On Wed, Mar 8, 2023 at 5:23 PM jiahao chen via SciPy-Dev <scipy-dev@python.org> wrote:
hello all!
   I got some problems using the optimize.minimize(method='L-BFGS-B'). I want to fit a 2D Gaussian signal, and I have got the initial guess for x0, ∑, a (the mean vector, covariance matrix, weight). The loss is defined as the L2 norm of the difference between the calculated signal and the original image. But the function 'optimize.minimize' forces me to write the variables into a 1D array, so I have to arrange write it as x_init = [x0[0],x0[1],∑00,∑01,∑11,a]. But these terms have totally different physical meanings, and their values may be in different orders of magnitude. So as expected, no matter what initial values were used, the minimization stopped after only one iteration and the result was incorrect.
  I want to optimize 3 parameters simultaneously: the mean vector, the covariance matrix, the weight. But the 'optimize.minimize' function forced me to use only one variable. So how should I organize my variables?

Unfortunately, unless if you have a specialized solver for your problem, the art of transforming your problem into a well-behaved function over a Euclidean space is still left up to you.

Fortunately, you are in a position to have pretty good estimators to get initial guesses (you can do means and covariances of the pixel coordinates weighted by the signal intensity and then do a linear least squares to get the final amplitude `a`). First, I'd double check to see if that's good enough. But even if not, then those values will give you good ideas on the scale factors that you can apply to each variable dimension to get them into roughly the same scale. You can also cast your problem in terms of deltas against your original guess.

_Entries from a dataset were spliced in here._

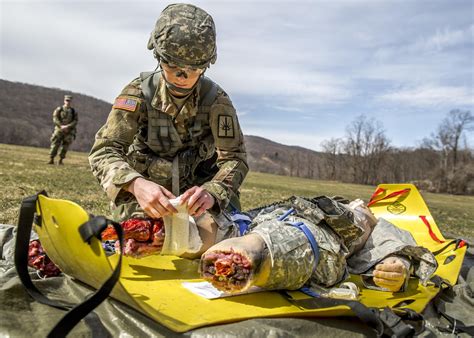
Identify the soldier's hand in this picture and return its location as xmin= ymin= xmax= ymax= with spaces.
xmin=125 ymin=177 xmax=178 ymax=218
xmin=181 ymin=186 xmax=215 ymax=217
xmin=374 ymin=257 xmax=407 ymax=292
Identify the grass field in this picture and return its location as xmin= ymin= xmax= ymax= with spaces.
xmin=0 ymin=144 xmax=474 ymax=239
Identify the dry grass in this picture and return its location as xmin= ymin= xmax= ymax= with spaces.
xmin=0 ymin=144 xmax=474 ymax=238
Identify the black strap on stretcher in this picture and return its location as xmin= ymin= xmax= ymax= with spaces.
xmin=15 ymin=191 xmax=123 ymax=337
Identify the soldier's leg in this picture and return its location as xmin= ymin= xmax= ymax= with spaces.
xmin=59 ymin=135 xmax=74 ymax=164
xmin=183 ymin=212 xmax=239 ymax=258
xmin=48 ymin=132 xmax=61 ymax=164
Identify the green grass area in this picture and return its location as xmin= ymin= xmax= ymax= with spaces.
xmin=0 ymin=144 xmax=474 ymax=238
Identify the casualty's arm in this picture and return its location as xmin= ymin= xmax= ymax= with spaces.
xmin=202 ymin=89 xmax=249 ymax=211
xmin=89 ymin=79 xmax=146 ymax=202
xmin=373 ymin=256 xmax=410 ymax=292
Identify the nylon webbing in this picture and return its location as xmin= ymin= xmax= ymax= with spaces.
xmin=14 ymin=191 xmax=73 ymax=310
xmin=48 ymin=216 xmax=123 ymax=337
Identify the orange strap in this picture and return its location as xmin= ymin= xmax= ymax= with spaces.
xmin=367 ymin=188 xmax=410 ymax=207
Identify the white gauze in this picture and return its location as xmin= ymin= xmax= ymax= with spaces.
xmin=161 ymin=197 xmax=202 ymax=256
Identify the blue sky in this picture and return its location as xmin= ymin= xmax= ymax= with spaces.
xmin=0 ymin=0 xmax=474 ymax=150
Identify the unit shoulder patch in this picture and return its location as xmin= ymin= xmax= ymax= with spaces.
xmin=112 ymin=96 xmax=138 ymax=112
xmin=217 ymin=115 xmax=235 ymax=138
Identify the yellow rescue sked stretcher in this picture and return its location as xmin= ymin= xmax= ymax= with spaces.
xmin=25 ymin=184 xmax=466 ymax=332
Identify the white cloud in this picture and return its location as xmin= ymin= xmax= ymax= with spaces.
xmin=413 ymin=24 xmax=474 ymax=51
xmin=377 ymin=85 xmax=474 ymax=107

That is, if you have a function `f(x)` that works in the original space, you can instead optimize `def g(dx): return f(x0 + dx * scale_factors)`.

When optimizing covariance matrices, I don't recommend just splatting out the elements as individual terms in the vector. While that sometimes works, it's not respecting the structure of covariance matrices. You can try alternate representations like the marginal standard deviations and the correlation factor, or the eigenvalues and the rotation angle of the semimajor axis. That both helps avoid passing invalid covariance matrices through your Gaussian, it can also help make a nicer space to optimize in.

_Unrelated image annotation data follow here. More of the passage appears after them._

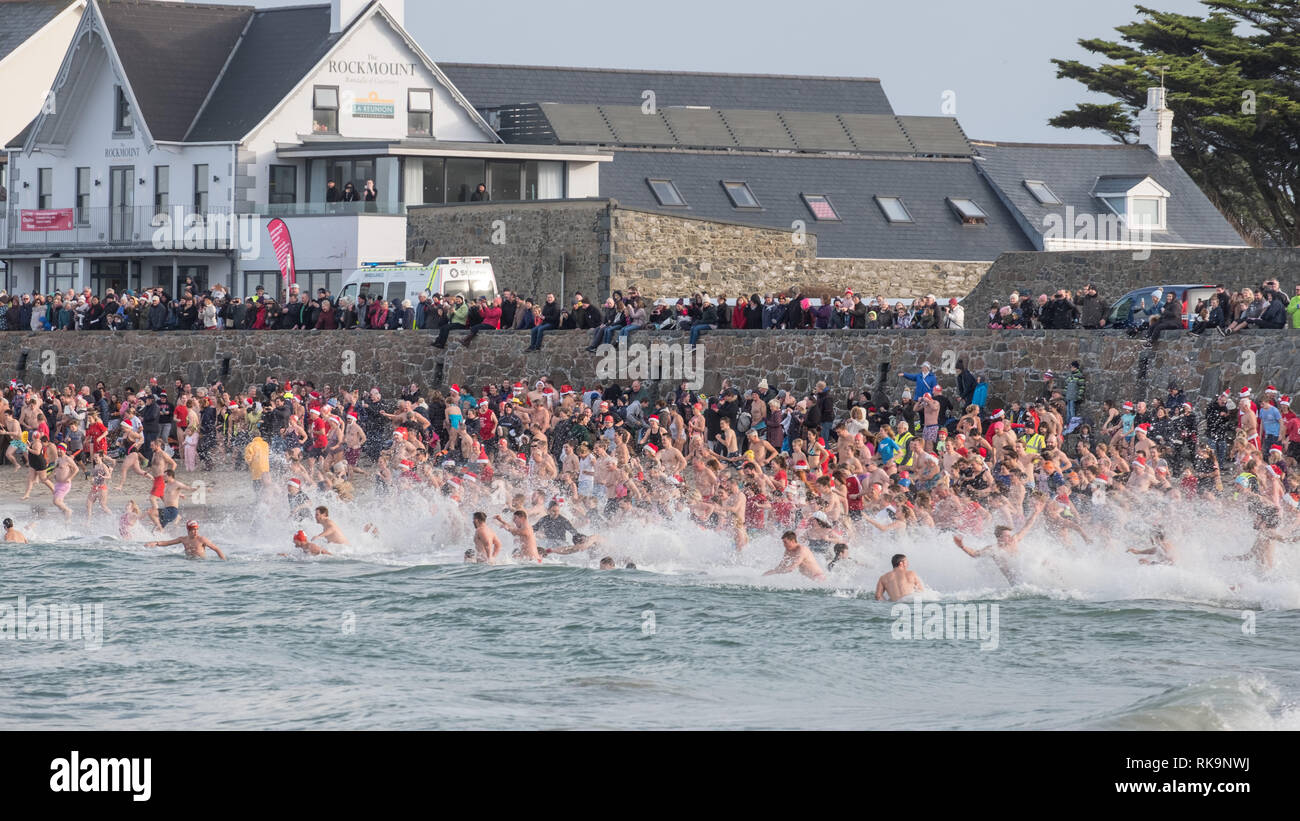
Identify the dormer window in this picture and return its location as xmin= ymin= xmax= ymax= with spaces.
xmin=113 ymin=86 xmax=131 ymax=136
xmin=1092 ymin=177 xmax=1169 ymax=231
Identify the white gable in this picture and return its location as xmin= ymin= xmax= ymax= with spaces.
xmin=248 ymin=6 xmax=495 ymax=143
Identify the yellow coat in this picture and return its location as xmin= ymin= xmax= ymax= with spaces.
xmin=244 ymin=436 xmax=270 ymax=482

You can also try rotating through subsets of variables that go well together, holding the other variables fixed. So you might optimize for the mean `x0` first, holding `∑` and `a` fixed, then hold the new `x0` fixed with `a` and optimize `∑`, then finish off with `a` (which is an easy linear least-square problem). Keep going around that cycle until you reach some optimization criterion of your choice. This is an ad hoc optimization algorithm with no formal convergence guarantees, but when there are natural groupings, especially ones that make some of these sub-optimizations nearly trivial, it can be a worthwhile trick.

--
Robert Kern